While CAISO previously allowed DERs to participate in wholesale markets, small generators were excluded, due to minimum size requirements (0.5 MW). FERC’s recent approval (June 6) of CAIOS’s proposal allows aggregation of small DERs to satisfy the minimum capacity requirements, thus treating aggregated DERs as participants in wholesale energy and ancillary service markets.
FERC’s approval (May 17) of NYISO’s proposed revisions opens wholesale market participation to behind-the-meter (BTM) net generators. BTM generators must first supply their host loads, before being allowed to play in the wholesale energy and capacity markets. Minimum size requirements will exclude smaller BTM assets, as net generators must be at least 2 MW in size and be able to export 1 MW into the transmission or distribution system after satisfying the host load. Intermittent resources and emergency-only generation are not permitted to participate. In addition, BTM resources cannot participate in both the wholesale market and as either an active player in demand response or in generation buy-back programs.
Both ISO tariff expansions move one step closer to an increasingly “DER friendly” electric grid. They do so by creating market opportunities for the use of excess DER capacity, to support the grid and improve efficiencies in the wholesale market. The NYISO estimates that these rule changes could open 100 MW of capacity to wholesale markets.
It remains to be seen how many non-emergency BTM generators will satisfy the physical and regulatory requirements to participation. Existing continuous duty BTM generators, such as those used in CHP applications, may not be physically configured for export due to safety concerns over utility backfeed or network protection. In addition, existing BTM generation systems may never have been sized to offer 1+ MW of excess capacity, especially during peak times.

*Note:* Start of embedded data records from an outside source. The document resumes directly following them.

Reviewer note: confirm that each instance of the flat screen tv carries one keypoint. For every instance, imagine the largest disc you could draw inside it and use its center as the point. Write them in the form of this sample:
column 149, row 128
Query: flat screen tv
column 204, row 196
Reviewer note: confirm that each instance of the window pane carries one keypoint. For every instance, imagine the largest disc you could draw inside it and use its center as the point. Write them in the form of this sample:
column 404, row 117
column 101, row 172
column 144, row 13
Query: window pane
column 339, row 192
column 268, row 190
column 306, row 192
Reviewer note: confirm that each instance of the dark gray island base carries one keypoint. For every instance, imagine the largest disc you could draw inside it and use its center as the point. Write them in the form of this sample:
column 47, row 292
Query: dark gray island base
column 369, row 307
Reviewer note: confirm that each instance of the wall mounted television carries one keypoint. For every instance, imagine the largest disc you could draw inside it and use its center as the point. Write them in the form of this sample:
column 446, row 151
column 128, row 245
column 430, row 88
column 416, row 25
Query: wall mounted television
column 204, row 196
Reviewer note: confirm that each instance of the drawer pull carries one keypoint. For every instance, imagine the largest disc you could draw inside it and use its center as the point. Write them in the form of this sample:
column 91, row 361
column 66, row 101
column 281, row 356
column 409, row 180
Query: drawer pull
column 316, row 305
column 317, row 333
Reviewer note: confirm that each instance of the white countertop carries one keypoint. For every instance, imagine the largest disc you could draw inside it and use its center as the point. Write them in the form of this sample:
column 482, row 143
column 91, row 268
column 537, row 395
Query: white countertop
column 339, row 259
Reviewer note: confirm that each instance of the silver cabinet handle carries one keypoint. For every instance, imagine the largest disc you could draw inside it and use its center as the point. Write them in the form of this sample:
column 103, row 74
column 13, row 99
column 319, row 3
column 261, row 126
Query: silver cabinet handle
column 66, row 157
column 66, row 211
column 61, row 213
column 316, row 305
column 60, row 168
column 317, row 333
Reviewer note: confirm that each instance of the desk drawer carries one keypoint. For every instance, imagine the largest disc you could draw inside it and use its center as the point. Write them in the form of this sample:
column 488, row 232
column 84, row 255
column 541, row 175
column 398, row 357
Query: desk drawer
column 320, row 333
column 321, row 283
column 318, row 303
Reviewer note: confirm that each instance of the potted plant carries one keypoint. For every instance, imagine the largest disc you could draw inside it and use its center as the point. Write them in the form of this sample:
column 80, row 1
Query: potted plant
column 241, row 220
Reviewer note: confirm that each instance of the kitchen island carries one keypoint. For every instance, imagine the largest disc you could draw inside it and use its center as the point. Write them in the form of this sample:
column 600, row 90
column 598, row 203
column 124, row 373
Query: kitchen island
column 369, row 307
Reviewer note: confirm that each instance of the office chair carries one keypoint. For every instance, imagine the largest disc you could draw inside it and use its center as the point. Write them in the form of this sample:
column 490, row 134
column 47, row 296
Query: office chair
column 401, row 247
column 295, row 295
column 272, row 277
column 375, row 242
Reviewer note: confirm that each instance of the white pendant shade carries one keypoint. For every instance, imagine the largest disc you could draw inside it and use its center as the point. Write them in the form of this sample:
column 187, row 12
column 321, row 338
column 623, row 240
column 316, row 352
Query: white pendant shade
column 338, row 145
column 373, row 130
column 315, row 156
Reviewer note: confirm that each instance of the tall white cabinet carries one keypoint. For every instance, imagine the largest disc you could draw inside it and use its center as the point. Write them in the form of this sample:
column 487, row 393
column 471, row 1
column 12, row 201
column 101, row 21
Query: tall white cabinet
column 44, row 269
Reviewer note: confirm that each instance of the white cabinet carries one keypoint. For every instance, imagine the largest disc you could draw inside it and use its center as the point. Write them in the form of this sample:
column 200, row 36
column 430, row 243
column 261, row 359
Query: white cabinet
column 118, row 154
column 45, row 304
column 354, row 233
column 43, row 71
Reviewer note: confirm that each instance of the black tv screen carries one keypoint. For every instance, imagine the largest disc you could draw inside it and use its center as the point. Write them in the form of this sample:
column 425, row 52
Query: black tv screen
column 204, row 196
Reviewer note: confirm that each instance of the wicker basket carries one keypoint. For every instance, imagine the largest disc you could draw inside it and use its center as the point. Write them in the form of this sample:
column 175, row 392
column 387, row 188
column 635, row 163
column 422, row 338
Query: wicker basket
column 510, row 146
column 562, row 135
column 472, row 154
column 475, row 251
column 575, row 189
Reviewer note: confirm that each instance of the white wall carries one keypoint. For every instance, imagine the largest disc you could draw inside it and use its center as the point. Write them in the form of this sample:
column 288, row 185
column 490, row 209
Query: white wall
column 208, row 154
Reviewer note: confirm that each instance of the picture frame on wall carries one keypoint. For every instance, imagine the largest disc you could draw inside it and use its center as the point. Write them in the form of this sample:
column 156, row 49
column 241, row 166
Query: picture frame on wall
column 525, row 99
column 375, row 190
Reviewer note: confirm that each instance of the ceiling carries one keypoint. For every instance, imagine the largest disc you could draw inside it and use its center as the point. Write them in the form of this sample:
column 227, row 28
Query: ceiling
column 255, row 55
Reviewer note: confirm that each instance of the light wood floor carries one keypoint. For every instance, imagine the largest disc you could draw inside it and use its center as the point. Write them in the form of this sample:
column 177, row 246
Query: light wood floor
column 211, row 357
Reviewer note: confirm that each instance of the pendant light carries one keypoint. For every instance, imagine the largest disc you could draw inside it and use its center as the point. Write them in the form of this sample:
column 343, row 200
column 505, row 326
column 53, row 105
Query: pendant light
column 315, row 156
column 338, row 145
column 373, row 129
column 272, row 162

New or existing BTM net generating assets that do have 1+ MW excess capacity will need to consider the optimal financial play between participation in wholesale markets, or demand response and buy-back programs. CHP systems that may be eligible are also likely to be subject to efficiency requirements; running excess electric capacity will introduce excess waste heat that the host thermal off-taker may not be able to use. It may only makes sense to run 1+ MW of excess CHP electric generation at specific times. Weighing efficiency implications against ISO and local utility energy and demand pricing will require intricate ongoing knowledge of the tariffs. It is also likely to require the introduction of sophisticated interactive (often expensive) controls and automation, if systems are to respond economically to day-ahead or real-time market and tariff signals.
There is no doubt that the technical and regulatory details around controlling and optimizing DERs will continue to be expanded and refined. However, the recent recognition by CAISO and NYISO that DERs have a greater role to play in electricity markets – beyond the constraints of their host building – is a significant step towards a more dynamic, resilient, and efficient grid.